L'errore da non fare
Non cuocere la barbabietola se la ricetta la vuole cruda. Molti pensano che la barbabietola debba essere cotta, ma cruda mantiene una consistenza croccante e perde meno vitamine termolabili. Se scegli di cuocerla, cucinala a parte e usala tiepida, non mescolata con il cavolo crudo che perderebbe la sua croccantezza. Un altro errore comune è usare troppo aceto: la barbabietola è naturalmente dolce, un aceto generoso la rende aspra. Inizia con un cucchiaio e aggiungi se necessario.
I nostri consigli
- Conserva l'insalata in un contenitore ermetico in frigorifero fino a tre giorni. Il cavolo rimane croccante, la barbabietola tenderà a rilasciare più liquido nel tempo: se la vuoi meno "bagnata", scola il fondo della ciotola prima di servirla.
- Puoi aggiungere alla ricetta una fonte proteica: una scatola di ceci lessati, tofu a dadini, uova sode affettate, o formaggio fresco sgranato. Così diventa un piatto unico leggero.
- Se non ami il sapore terroso della barbabietola cruda, usane meno e sostituisci il resto con altre verdure crude: carote, rapa, ravanelli. Il cavolo rimane fisso come base.
- I semi di girasole o le noci danno croccantezza extra e acidi grassi buoni. Aggiungi sempre al momento di servire, altrimenti ammorbidiscono nel liquido.
Quando prepararla
Questa insalata è perfetta nei mesi autunnali e invernali, da settembre a marzo, quando sia la barbabietola che il cavolo raggiungo la loro stagione di piena produzione. È ideale come contorno leggero nei giorni freddi, quando viene voglia di qualcosa di fresco che spezzi i pasti più sostanziosi. Preparala il giorno prima se devi portarla a lavoro o a scuola: migliora ancora con il riposo.
Domande frequenti
- Posso usare la barbabietola già cotta e sottovuoto? Sì, ma il risultato sarà meno croccante. Usala se non hai tempo di cuocerla da cruda o se preferisci una consistenza più morbida. Asciugala bene prima di affettarla per non diluire troppo il condimento.

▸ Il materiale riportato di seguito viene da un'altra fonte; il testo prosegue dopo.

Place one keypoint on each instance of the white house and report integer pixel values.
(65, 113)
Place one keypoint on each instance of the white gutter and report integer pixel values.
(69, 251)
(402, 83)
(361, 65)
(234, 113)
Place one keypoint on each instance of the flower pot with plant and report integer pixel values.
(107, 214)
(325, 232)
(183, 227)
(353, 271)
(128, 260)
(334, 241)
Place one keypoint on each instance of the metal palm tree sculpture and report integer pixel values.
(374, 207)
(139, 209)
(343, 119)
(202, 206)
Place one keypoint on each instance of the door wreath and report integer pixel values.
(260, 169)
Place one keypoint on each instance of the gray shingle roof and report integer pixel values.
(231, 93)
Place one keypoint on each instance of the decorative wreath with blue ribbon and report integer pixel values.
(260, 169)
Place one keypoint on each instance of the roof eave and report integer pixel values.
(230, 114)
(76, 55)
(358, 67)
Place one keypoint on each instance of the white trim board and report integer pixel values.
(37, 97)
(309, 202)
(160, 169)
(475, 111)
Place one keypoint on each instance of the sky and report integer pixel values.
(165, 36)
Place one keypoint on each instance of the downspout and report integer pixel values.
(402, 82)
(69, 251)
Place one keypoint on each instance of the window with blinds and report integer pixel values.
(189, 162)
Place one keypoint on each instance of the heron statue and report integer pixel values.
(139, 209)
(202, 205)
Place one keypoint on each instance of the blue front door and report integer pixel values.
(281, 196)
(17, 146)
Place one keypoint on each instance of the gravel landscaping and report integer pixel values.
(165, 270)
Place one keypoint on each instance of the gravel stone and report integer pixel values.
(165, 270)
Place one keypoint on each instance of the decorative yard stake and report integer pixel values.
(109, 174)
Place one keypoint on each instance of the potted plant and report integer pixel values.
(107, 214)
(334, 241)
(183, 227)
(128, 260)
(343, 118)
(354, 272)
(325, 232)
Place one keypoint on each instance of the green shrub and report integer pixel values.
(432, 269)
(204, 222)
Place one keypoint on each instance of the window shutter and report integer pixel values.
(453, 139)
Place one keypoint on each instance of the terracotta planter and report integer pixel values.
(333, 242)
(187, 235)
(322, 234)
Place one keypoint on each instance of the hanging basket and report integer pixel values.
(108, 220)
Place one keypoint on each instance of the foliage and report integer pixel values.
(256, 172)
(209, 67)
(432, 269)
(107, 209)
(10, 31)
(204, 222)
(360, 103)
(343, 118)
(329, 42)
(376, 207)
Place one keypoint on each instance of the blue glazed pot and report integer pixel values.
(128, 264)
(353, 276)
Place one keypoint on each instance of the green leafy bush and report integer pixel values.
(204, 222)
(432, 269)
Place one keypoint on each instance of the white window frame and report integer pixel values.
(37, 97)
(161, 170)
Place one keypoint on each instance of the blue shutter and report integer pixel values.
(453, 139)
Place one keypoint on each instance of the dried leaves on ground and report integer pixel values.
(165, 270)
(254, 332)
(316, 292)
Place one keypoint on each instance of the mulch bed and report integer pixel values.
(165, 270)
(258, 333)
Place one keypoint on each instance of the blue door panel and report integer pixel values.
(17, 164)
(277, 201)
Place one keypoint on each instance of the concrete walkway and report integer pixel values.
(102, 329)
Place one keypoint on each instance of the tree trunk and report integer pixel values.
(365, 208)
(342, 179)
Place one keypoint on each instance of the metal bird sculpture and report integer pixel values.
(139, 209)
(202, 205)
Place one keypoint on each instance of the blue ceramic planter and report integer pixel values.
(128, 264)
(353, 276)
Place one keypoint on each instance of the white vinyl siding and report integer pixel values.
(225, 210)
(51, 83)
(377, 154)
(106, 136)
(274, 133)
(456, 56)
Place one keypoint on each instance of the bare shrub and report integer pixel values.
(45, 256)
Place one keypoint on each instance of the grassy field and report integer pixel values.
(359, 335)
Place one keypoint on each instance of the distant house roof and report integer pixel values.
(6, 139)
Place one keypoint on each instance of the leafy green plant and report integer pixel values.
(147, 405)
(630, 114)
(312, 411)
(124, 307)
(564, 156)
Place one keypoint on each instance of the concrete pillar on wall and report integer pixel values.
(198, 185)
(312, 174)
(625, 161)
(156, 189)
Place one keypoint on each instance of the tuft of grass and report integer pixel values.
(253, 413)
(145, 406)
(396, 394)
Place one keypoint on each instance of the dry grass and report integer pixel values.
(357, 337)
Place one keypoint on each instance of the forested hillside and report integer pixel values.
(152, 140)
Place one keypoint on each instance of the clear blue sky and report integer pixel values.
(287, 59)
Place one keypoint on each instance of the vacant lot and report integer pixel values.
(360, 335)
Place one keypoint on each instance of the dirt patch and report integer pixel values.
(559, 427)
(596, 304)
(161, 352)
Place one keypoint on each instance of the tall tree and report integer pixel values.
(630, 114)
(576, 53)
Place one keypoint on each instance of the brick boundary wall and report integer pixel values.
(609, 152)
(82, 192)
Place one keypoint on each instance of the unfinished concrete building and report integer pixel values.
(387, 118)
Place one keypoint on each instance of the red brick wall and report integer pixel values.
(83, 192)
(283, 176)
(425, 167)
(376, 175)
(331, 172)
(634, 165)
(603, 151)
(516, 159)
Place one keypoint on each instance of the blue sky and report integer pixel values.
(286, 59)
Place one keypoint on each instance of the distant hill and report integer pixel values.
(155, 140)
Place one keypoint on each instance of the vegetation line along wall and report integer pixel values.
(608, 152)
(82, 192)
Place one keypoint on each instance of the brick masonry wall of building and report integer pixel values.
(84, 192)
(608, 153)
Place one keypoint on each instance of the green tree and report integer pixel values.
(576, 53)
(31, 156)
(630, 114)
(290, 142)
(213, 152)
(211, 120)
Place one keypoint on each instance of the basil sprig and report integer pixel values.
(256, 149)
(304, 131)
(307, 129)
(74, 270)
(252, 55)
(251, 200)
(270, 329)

- Il cavolo perde il colore quando lo affetto? No, il cavolo bianco rimane di quel colore. Se noti un leggero ingiallimento dopo qualche giorno, è normale ossidazione. Non compromette il gusto.

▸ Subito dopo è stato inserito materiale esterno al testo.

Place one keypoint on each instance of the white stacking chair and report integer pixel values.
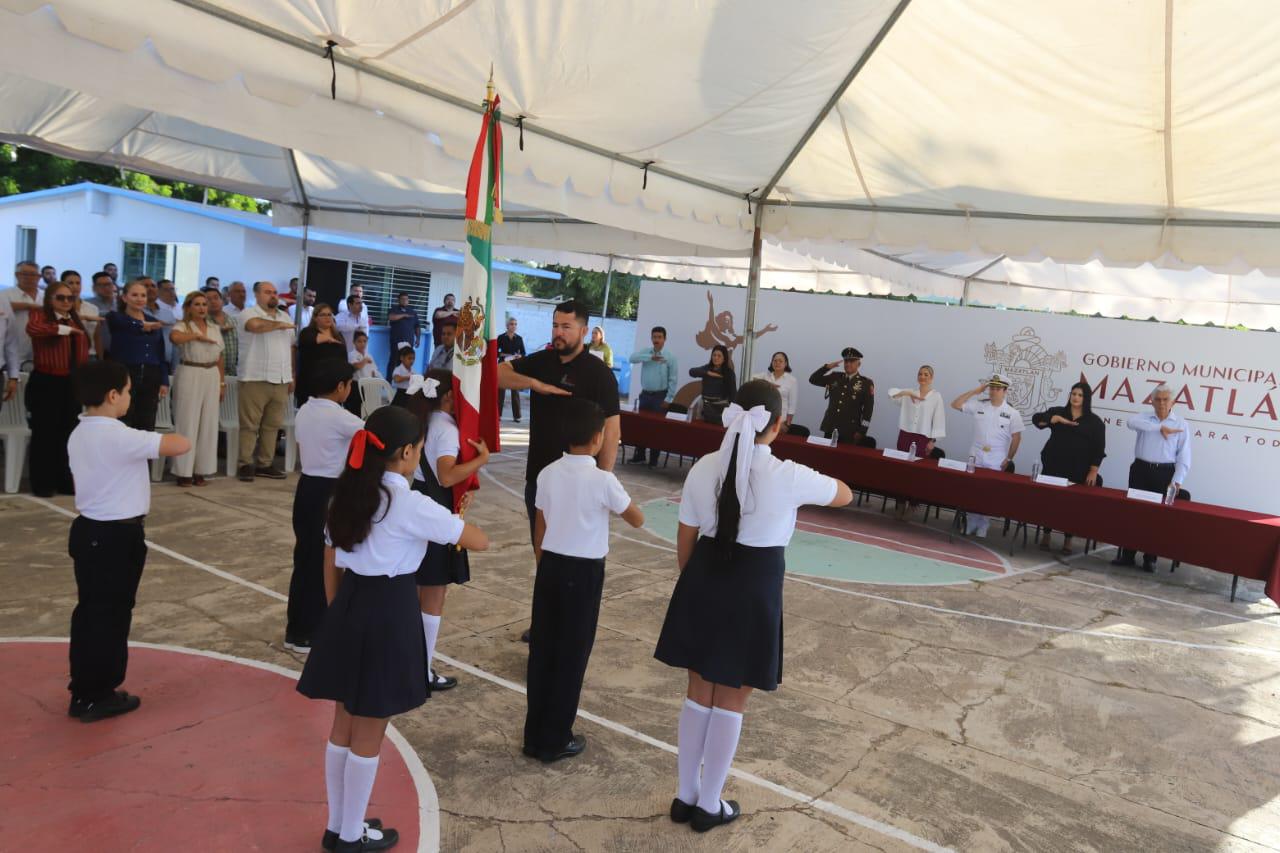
(164, 424)
(374, 393)
(228, 423)
(291, 438)
(14, 433)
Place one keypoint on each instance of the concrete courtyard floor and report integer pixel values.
(1063, 705)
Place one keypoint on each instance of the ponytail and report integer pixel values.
(728, 511)
(359, 492)
(755, 398)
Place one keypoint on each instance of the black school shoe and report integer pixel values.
(330, 839)
(703, 821)
(373, 839)
(576, 746)
(437, 682)
(112, 706)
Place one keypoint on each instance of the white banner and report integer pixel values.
(1224, 381)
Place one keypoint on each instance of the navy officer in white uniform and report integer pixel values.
(997, 430)
(1162, 457)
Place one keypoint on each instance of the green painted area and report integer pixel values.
(821, 556)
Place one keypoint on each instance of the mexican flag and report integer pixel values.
(475, 351)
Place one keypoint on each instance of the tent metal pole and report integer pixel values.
(608, 279)
(753, 293)
(298, 299)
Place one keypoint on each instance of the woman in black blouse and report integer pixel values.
(718, 384)
(1075, 446)
(319, 341)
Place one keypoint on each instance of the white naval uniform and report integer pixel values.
(993, 429)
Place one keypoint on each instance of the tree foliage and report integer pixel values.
(27, 170)
(585, 286)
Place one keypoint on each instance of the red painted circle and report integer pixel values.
(220, 756)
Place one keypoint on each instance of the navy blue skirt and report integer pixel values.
(370, 652)
(725, 620)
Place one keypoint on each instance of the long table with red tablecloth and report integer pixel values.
(1237, 542)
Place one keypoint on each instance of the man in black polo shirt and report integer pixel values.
(565, 370)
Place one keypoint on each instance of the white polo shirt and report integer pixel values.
(778, 488)
(993, 429)
(576, 498)
(324, 432)
(397, 542)
(109, 464)
(442, 439)
(265, 356)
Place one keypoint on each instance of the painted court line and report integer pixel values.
(1065, 629)
(798, 576)
(428, 801)
(813, 802)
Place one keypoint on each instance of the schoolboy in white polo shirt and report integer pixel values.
(113, 495)
(571, 539)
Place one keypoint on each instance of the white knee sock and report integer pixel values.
(357, 785)
(334, 767)
(722, 733)
(693, 735)
(432, 628)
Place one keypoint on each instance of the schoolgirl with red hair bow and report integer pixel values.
(369, 655)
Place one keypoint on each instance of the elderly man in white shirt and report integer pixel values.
(265, 381)
(1162, 457)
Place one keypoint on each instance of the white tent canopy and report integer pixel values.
(1073, 129)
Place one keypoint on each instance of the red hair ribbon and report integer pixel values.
(356, 455)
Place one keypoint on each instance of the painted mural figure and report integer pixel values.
(720, 329)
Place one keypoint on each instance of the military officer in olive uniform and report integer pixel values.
(850, 400)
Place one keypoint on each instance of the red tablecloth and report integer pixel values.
(1237, 542)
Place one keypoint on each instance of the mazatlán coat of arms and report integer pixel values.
(1029, 369)
(470, 342)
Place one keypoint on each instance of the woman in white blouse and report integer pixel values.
(922, 420)
(780, 377)
(199, 387)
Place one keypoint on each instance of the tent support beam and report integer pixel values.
(301, 188)
(421, 89)
(835, 97)
(1023, 217)
(964, 293)
(753, 295)
(608, 279)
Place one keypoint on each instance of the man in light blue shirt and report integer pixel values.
(1162, 457)
(657, 382)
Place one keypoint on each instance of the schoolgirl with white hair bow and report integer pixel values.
(430, 398)
(737, 512)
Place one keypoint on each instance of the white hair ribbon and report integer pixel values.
(743, 427)
(419, 383)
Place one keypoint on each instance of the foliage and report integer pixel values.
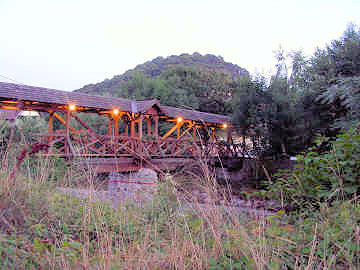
(322, 178)
(160, 66)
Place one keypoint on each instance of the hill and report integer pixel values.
(159, 66)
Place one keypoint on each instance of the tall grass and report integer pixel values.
(43, 228)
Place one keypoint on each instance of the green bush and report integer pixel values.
(334, 175)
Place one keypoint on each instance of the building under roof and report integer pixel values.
(24, 97)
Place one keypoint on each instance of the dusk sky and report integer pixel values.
(66, 44)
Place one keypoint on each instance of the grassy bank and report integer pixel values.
(43, 228)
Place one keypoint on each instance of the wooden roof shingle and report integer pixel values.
(10, 91)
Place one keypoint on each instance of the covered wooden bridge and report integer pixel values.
(134, 143)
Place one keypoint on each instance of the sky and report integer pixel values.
(67, 44)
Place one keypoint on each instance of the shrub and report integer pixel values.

- Devo pelate la barbabietola cruda o cotta? È più facile pelarla cruda con un coltello affilato, oppure usando i guanti di plastica per non macchiarsi. Se la cuoci prima, la pelle si toglie più facilmente ma perdi parte delle vitamine idrosolubili nell'acqua di cottura.
- Quanto cavolo devo usare se non mi piace troppo crudo? Riduci il cavolo a 150-180 grammi e aumenta la barbabietola, oppure aggiungi altre verdure crude come carote o ravanelli per equilibrare i sapori e le consistenze secondo il tuo gusto.